Ama içimden bir ses, asla gerçekten güvende olmadığımı fısıldıyordu.
Çaresizce bekliyordum.
Bu tür görevlerde sabır, en tehlikeli silah kadar önemliydi ama beklemek insanı çürütüyordu. Her saniye tetikte olmak, gözlerini kapadığında bile bir tehlike aramak… İnsan bu kadar uzun süre ölmeden nasıl yaşar, bilmiyorum.
Aynada kendime baktım. Sakallarım biraz olsun uzamıştı. İnce kıvırcık saçlarım artık kendini belli ediyordu. Yavaş yavaş bu coğrafyaya ait biri gibi görünmeye başlamıştım.
Ama içimdeki savaş ne saçlarımla ne sakallarımla gizlenebilecek kadar küçük bir şeydi.
Her gece, gözlerimi kapattığımda Umay’ı düşünüyordum. Beni öldü sanıyordu. Aybars… Bir baba olarak göremediğim ilk anlar, bir evlat olarak bana ait olmayan bir hayat.
Ve ben burada, hiçliğin ortasında, Khaos’a ulaşmak için gün sayıyordum.
Ama MİT’ten gelen tek bir haber bile yoktu.
Ve bu sessizlik, yakında fırtınanın kopacağının işaretiydi.
Kahvaltı yapacağım sırada kapım çalındı.
Elim istemsizce silahıma gitti. Burada temkinli olmak hayatta kalmanın ilk kuralıydı.
Yavaş ve sessiz adımlarla kapıya yaklaştım, göz deliğinden baktım.
MİT’ten bir adamdı. Onu daha önce görmüştüm. Ama yanında başka biri daha vardı. Yüzü yabancıydı ama duruşu ve gözlerindeki sakinlik, onun da bizden biri olduğunu gösteriyordu.
Kapıyı açtım, arkamı dönmeden önce bir saniye daha duraksadım. Her şeyin planlandığı gibi gittiğine emin olmak istedim.
İçeri girdiklerinde adam doğrudan konuya girdi. “Altay,” dedi, sesi aceleciydi. “Yanımdaki berber bizden biri. Seni Arap bir zengin haline sokacak.”
Kaşlarımı çattım. “Zengin mi?”
Adam başını salladı, “Seni Amerika’ya yolluyoruz.”
Bir sigara yaktım, dumanı havaya üflerken gözlerimi adamın gözlerine diktim. “Nereye?”

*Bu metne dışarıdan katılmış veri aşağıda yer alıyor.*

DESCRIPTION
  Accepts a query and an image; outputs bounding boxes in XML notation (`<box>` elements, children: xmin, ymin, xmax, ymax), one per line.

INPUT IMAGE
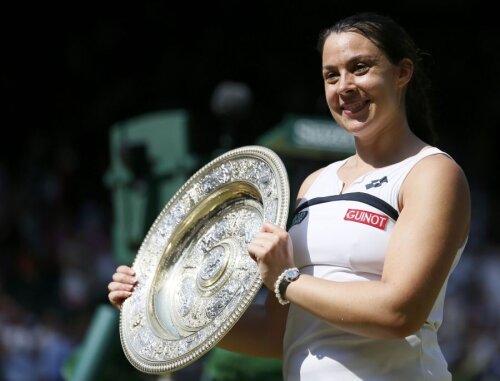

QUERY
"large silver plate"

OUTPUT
<box><xmin>120</xmin><ymin>146</ymin><xmax>289</xmax><ymax>374</ymax></box>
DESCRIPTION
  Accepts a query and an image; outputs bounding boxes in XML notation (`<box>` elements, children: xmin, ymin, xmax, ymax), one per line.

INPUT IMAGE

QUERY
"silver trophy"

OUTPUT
<box><xmin>120</xmin><ymin>146</ymin><xmax>290</xmax><ymax>374</ymax></box>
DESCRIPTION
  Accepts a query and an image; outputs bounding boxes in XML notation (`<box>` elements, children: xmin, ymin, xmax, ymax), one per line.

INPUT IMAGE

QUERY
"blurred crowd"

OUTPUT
<box><xmin>0</xmin><ymin>135</ymin><xmax>500</xmax><ymax>381</ymax></box>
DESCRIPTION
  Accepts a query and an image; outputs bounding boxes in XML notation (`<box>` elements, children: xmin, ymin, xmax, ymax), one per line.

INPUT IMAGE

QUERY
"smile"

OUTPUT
<box><xmin>342</xmin><ymin>100</ymin><xmax>370</xmax><ymax>114</ymax></box>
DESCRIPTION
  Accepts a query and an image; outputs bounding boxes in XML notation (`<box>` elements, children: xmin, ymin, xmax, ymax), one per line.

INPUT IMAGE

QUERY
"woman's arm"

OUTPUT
<box><xmin>254</xmin><ymin>155</ymin><xmax>470</xmax><ymax>338</ymax></box>
<box><xmin>218</xmin><ymin>291</ymin><xmax>288</xmax><ymax>358</ymax></box>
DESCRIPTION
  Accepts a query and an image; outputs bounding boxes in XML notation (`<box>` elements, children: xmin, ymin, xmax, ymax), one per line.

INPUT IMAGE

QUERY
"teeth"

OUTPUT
<box><xmin>343</xmin><ymin>101</ymin><xmax>365</xmax><ymax>112</ymax></box>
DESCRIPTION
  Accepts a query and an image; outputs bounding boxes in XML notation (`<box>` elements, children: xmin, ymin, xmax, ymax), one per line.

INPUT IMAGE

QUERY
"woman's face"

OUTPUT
<box><xmin>323</xmin><ymin>32</ymin><xmax>413</xmax><ymax>137</ymax></box>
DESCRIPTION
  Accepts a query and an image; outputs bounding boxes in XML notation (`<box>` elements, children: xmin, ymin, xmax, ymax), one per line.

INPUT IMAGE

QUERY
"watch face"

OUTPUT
<box><xmin>285</xmin><ymin>269</ymin><xmax>300</xmax><ymax>282</ymax></box>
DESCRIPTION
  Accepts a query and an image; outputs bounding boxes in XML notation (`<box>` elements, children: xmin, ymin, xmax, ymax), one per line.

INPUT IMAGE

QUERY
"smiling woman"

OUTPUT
<box><xmin>109</xmin><ymin>13</ymin><xmax>470</xmax><ymax>381</ymax></box>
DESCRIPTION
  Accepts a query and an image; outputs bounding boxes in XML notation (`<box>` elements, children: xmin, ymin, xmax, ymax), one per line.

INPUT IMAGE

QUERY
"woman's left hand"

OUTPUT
<box><xmin>248</xmin><ymin>223</ymin><xmax>295</xmax><ymax>290</ymax></box>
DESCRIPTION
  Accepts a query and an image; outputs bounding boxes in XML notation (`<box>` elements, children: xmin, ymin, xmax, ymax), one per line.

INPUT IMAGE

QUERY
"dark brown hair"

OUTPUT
<box><xmin>318</xmin><ymin>12</ymin><xmax>437</xmax><ymax>144</ymax></box>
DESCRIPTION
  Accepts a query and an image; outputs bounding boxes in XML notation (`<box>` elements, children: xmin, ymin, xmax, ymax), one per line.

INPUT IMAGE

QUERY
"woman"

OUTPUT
<box><xmin>109</xmin><ymin>14</ymin><xmax>470</xmax><ymax>381</ymax></box>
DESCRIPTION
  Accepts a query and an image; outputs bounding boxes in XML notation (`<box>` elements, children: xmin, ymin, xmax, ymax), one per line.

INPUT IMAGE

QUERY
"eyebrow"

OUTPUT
<box><xmin>323</xmin><ymin>54</ymin><xmax>378</xmax><ymax>70</ymax></box>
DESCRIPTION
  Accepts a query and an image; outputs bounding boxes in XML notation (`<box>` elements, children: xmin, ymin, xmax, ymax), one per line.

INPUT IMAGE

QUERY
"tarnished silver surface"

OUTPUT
<box><xmin>120</xmin><ymin>146</ymin><xmax>290</xmax><ymax>374</ymax></box>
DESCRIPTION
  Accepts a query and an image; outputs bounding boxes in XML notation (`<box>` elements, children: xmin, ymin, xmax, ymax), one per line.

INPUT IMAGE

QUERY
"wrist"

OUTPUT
<box><xmin>274</xmin><ymin>267</ymin><xmax>300</xmax><ymax>305</ymax></box>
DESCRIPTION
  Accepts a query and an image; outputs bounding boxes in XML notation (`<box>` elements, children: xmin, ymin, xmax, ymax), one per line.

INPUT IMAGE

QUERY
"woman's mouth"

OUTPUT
<box><xmin>341</xmin><ymin>100</ymin><xmax>370</xmax><ymax>115</ymax></box>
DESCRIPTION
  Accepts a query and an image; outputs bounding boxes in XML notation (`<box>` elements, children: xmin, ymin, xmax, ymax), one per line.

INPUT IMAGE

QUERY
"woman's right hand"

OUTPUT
<box><xmin>108</xmin><ymin>265</ymin><xmax>137</xmax><ymax>310</ymax></box>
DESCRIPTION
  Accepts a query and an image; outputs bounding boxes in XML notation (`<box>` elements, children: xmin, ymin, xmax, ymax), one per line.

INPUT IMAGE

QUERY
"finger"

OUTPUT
<box><xmin>108</xmin><ymin>291</ymin><xmax>132</xmax><ymax>309</ymax></box>
<box><xmin>112</xmin><ymin>273</ymin><xmax>137</xmax><ymax>285</ymax></box>
<box><xmin>261</xmin><ymin>222</ymin><xmax>285</xmax><ymax>234</ymax></box>
<box><xmin>116</xmin><ymin>265</ymin><xmax>135</xmax><ymax>276</ymax></box>
<box><xmin>108</xmin><ymin>282</ymin><xmax>134</xmax><ymax>291</ymax></box>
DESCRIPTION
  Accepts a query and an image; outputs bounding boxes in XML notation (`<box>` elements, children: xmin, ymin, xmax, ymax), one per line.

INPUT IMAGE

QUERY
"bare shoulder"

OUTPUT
<box><xmin>399</xmin><ymin>154</ymin><xmax>471</xmax><ymax>237</ymax></box>
<box><xmin>403</xmin><ymin>154</ymin><xmax>469</xmax><ymax>194</ymax></box>
<box><xmin>297</xmin><ymin>168</ymin><xmax>324</xmax><ymax>203</ymax></box>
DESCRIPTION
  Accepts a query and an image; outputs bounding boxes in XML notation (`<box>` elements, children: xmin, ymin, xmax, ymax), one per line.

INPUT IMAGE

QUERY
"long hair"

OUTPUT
<box><xmin>318</xmin><ymin>13</ymin><xmax>437</xmax><ymax>145</ymax></box>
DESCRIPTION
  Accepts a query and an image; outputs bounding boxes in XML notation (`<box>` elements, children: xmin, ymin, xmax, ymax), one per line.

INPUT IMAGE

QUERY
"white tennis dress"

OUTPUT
<box><xmin>283</xmin><ymin>147</ymin><xmax>463</xmax><ymax>381</ymax></box>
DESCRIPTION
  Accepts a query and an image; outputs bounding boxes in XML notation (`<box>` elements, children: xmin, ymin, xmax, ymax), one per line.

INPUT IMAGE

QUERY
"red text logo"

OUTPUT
<box><xmin>344</xmin><ymin>209</ymin><xmax>389</xmax><ymax>230</ymax></box>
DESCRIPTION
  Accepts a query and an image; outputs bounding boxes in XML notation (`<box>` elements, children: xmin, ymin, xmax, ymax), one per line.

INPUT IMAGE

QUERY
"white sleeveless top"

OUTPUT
<box><xmin>283</xmin><ymin>147</ymin><xmax>463</xmax><ymax>381</ymax></box>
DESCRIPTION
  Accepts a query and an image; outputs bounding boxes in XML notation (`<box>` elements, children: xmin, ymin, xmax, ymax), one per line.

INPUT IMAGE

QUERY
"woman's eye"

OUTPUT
<box><xmin>354</xmin><ymin>63</ymin><xmax>369</xmax><ymax>74</ymax></box>
<box><xmin>325</xmin><ymin>72</ymin><xmax>339</xmax><ymax>83</ymax></box>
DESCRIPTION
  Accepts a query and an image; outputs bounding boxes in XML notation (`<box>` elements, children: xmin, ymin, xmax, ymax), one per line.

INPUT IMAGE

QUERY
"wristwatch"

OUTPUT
<box><xmin>274</xmin><ymin>267</ymin><xmax>300</xmax><ymax>305</ymax></box>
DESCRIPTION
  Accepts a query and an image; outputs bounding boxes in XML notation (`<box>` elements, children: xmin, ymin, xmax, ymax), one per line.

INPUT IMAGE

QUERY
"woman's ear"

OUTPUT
<box><xmin>397</xmin><ymin>58</ymin><xmax>413</xmax><ymax>87</ymax></box>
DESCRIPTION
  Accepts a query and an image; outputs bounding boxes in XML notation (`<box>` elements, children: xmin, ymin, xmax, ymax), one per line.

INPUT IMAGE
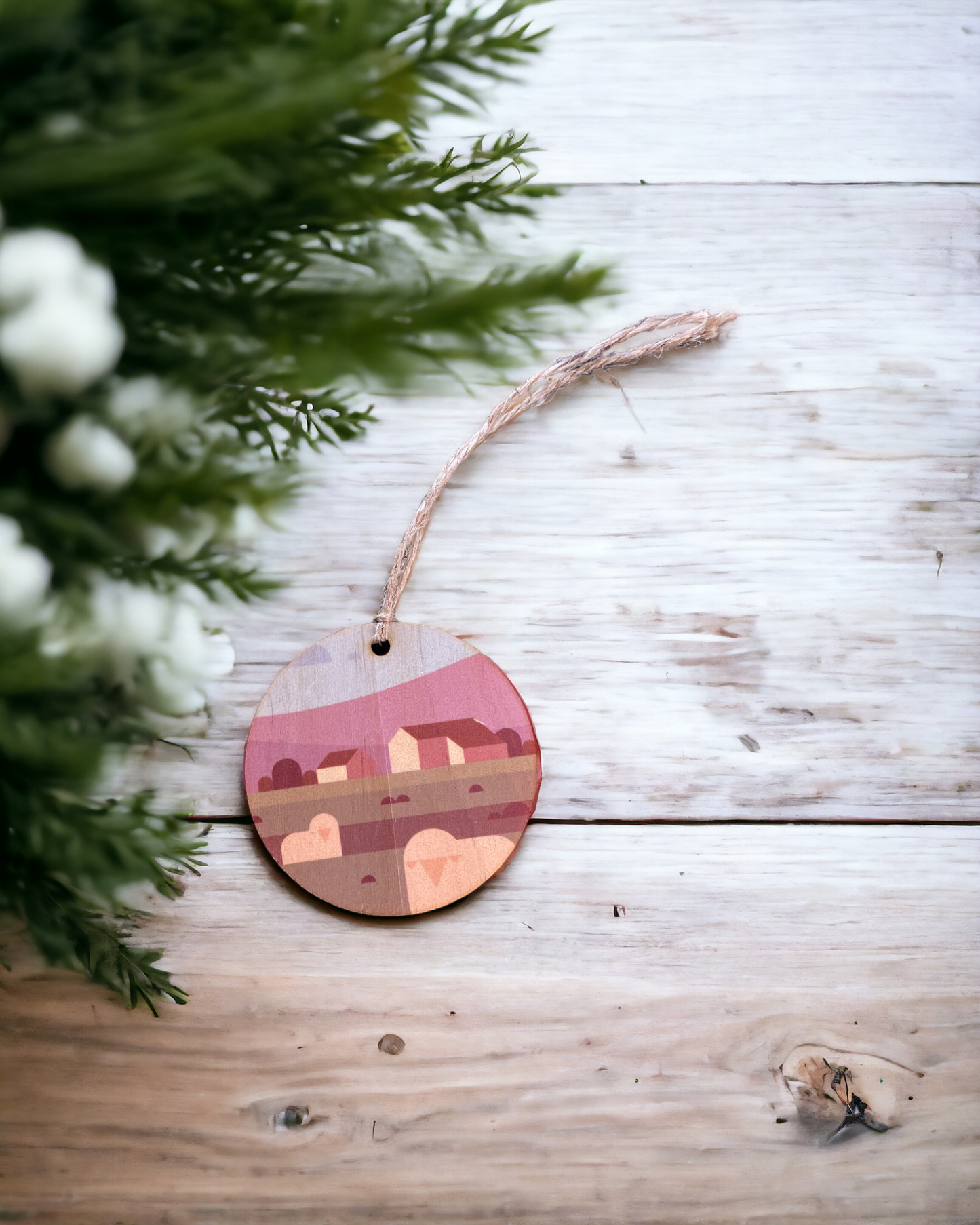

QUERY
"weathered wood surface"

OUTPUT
<box><xmin>433</xmin><ymin>0</ymin><xmax>980</xmax><ymax>184</ymax></box>
<box><xmin>141</xmin><ymin>187</ymin><xmax>980</xmax><ymax>821</ymax></box>
<box><xmin>0</xmin><ymin>9</ymin><xmax>980</xmax><ymax>1225</ymax></box>
<box><xmin>0</xmin><ymin>825</ymin><xmax>980</xmax><ymax>1225</ymax></box>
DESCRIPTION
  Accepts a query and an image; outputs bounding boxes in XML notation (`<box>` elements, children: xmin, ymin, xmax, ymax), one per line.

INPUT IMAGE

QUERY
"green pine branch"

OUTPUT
<box><xmin>0</xmin><ymin>0</ymin><xmax>608</xmax><ymax>1011</ymax></box>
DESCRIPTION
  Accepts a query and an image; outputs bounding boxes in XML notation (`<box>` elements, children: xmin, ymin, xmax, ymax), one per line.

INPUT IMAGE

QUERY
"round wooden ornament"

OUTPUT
<box><xmin>245</xmin><ymin>622</ymin><xmax>541</xmax><ymax>915</ymax></box>
<box><xmin>245</xmin><ymin>311</ymin><xmax>734</xmax><ymax>916</ymax></box>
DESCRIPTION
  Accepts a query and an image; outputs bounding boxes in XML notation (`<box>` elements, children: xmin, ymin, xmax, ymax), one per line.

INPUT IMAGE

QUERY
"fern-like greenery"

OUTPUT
<box><xmin>0</xmin><ymin>0</ymin><xmax>603</xmax><ymax>1011</ymax></box>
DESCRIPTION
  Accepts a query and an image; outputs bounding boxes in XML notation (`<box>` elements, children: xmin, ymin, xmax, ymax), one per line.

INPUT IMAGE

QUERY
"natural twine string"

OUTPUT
<box><xmin>371</xmin><ymin>310</ymin><xmax>735</xmax><ymax>644</ymax></box>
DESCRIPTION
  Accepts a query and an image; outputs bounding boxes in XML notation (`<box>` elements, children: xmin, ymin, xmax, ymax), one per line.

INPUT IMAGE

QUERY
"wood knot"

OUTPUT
<box><xmin>269</xmin><ymin>1106</ymin><xmax>310</xmax><ymax>1132</ymax></box>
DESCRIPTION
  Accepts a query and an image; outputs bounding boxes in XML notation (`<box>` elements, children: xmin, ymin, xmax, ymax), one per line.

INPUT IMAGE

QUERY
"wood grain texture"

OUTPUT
<box><xmin>130</xmin><ymin>187</ymin><xmax>980</xmax><ymax>821</ymax></box>
<box><xmin>0</xmin><ymin>827</ymin><xmax>980</xmax><ymax>1225</ymax></box>
<box><xmin>0</xmin><ymin>9</ymin><xmax>980</xmax><ymax>1225</ymax></box>
<box><xmin>431</xmin><ymin>0</ymin><xmax>980</xmax><ymax>182</ymax></box>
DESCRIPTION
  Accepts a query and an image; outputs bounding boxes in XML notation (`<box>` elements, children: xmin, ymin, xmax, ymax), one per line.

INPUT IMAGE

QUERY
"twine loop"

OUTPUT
<box><xmin>371</xmin><ymin>310</ymin><xmax>735</xmax><ymax>646</ymax></box>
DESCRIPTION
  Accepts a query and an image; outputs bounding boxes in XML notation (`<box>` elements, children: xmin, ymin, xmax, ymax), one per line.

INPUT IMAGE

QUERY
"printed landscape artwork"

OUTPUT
<box><xmin>245</xmin><ymin>622</ymin><xmax>541</xmax><ymax>916</ymax></box>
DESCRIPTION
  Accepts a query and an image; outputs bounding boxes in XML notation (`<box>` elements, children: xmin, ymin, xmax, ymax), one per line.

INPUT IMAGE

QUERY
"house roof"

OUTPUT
<box><xmin>401</xmin><ymin>719</ymin><xmax>503</xmax><ymax>748</ymax></box>
<box><xmin>319</xmin><ymin>748</ymin><xmax>360</xmax><ymax>769</ymax></box>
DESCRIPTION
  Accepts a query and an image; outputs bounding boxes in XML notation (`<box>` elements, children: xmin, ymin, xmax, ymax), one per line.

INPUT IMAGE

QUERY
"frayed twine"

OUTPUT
<box><xmin>371</xmin><ymin>310</ymin><xmax>735</xmax><ymax>644</ymax></box>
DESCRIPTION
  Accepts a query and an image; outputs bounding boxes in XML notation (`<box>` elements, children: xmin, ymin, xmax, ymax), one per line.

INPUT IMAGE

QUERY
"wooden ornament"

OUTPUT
<box><xmin>245</xmin><ymin>311</ymin><xmax>734</xmax><ymax>915</ymax></box>
<box><xmin>245</xmin><ymin>622</ymin><xmax>541</xmax><ymax>916</ymax></box>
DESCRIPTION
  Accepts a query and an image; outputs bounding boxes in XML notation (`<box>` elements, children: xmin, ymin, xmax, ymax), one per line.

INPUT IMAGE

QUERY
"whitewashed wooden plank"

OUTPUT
<box><xmin>0</xmin><ymin>827</ymin><xmax>980</xmax><ymax>1225</ymax></box>
<box><xmin>128</xmin><ymin>187</ymin><xmax>980</xmax><ymax>819</ymax></box>
<box><xmin>431</xmin><ymin>0</ymin><xmax>980</xmax><ymax>182</ymax></box>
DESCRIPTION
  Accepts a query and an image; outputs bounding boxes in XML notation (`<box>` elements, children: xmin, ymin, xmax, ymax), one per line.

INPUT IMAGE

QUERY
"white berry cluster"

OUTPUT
<box><xmin>0</xmin><ymin>229</ymin><xmax>233</xmax><ymax>716</ymax></box>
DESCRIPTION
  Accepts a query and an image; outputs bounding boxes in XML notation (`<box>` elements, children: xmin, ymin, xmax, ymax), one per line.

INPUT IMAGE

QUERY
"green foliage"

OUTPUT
<box><xmin>0</xmin><ymin>0</ymin><xmax>603</xmax><ymax>1008</ymax></box>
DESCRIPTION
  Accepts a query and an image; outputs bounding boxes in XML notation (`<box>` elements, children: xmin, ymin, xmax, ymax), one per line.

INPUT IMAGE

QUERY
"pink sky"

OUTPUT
<box><xmin>245</xmin><ymin>654</ymin><xmax>533</xmax><ymax>792</ymax></box>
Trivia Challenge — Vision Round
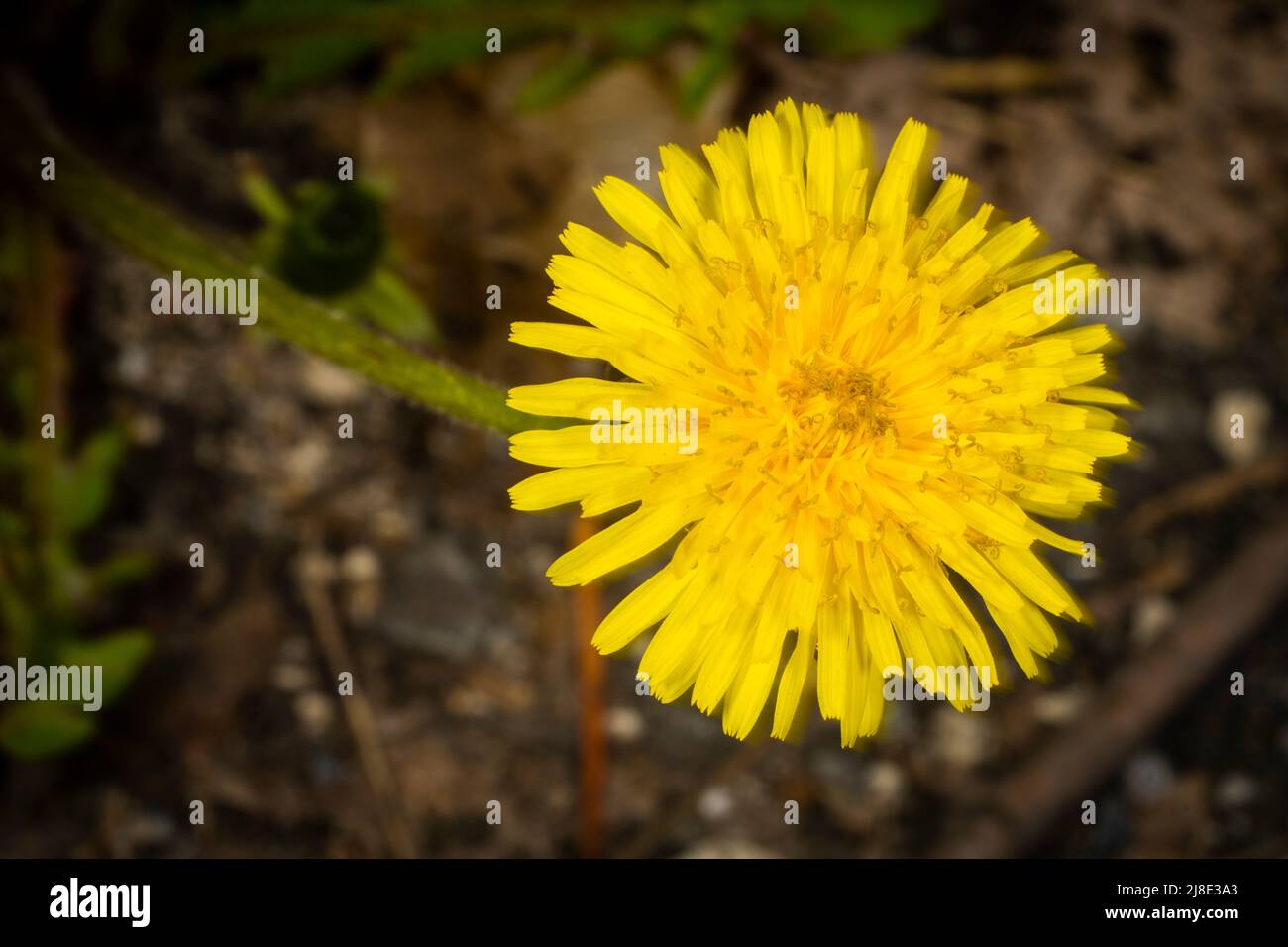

Cümlesi sert ama netti: “Görevinin ilk durağı Las Vegas.”
Sessizlik odanın içine çöktü.
Afganistan’dan, tozun ve ölümün içinden çıkıp Las Vegas’a…
Khaos’a giden yol, artık kumar masalarında oynanacaktı.
"Peki," dedim, sigaramın son nefesini içime çekerek. "Öyleyse hazırlıklara başlayalım."
Adam başını salladı, berber çantasını açıp malzemelerini çıkarmaya başladı. Aynanın karşısına oturduğumda, gözlerimdeki yorgunluğu fark ettim. Buraya geldiğimden beri ilk kez kendime dikkatlice bakıyordum.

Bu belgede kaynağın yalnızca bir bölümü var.